Plus radicalement, Nicolas de Vérone prône dans ses poèmes un idéal d’ataraxie qui pousse les héros mourants à accueillir leur fin avec bonheur. Plus sages que saints, ils parviennent à maîtriser leur corps et s’émancipent de la relation contraignante à Dieu. Ainsi, le stoïcisme du poète franco-italien est une revendication de l’indépendance de l’être humain qui s’exprime par la foi illimitée en les capacités de son génie.

Au-delà d’une simple retenue, la sagesse telle que la conçoit Nicolas de Vérone, vise à atteindre l’impassibilité. Cette dernière est graduelle parce que l’idéal humain comporte plusieurs niveaux. De la sorte, elle peut consister en une simple intériorisation des sentiments ou à une véritable apatheia, qui se définit comme la tranquillité de l’âme ayant atteint le complet détachement. Entre ces deux positions extrêmes, la devise du nihil mirari propose un concept applicable au quotidien. Il convient de ne s’étonner de rien, pas même de la mort, parce qu’elle fait partie de l’ordre des choses.

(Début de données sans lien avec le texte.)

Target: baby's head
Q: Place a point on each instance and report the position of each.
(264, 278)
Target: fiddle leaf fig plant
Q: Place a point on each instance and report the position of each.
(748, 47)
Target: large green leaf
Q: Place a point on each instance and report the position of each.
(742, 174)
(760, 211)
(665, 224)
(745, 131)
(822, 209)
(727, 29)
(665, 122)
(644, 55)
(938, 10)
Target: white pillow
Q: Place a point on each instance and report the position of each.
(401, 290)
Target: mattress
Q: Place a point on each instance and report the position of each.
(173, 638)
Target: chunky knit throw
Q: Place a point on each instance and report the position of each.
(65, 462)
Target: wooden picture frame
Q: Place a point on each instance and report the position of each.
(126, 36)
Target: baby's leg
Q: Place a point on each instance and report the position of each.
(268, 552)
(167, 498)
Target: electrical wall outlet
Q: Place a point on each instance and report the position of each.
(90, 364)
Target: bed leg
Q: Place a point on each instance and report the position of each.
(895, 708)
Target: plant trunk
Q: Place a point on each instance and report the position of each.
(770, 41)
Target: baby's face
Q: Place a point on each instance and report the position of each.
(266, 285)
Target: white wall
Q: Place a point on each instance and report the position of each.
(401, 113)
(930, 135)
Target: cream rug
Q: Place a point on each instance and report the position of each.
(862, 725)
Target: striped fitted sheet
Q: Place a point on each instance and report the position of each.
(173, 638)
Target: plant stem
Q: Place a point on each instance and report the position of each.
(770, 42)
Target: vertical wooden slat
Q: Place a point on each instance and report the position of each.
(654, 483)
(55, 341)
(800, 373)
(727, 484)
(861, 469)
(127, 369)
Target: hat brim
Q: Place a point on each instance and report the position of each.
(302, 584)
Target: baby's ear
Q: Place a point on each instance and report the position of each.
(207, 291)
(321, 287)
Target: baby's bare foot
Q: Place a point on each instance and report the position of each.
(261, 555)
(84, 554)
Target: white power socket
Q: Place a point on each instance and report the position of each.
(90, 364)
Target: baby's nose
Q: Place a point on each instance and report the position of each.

Dans les poèmes du Véronais, l’aspiration à l’indifférence s’exprime dans deux contextes principaux qui se superposent et qui construisent une image complexe de l’univers héroïque et belliqueux : celui de l’énergie guerrière minorée par des impératifs plus moraux que pragmatiques et celui du deuil accompagné d’une profonde douleur.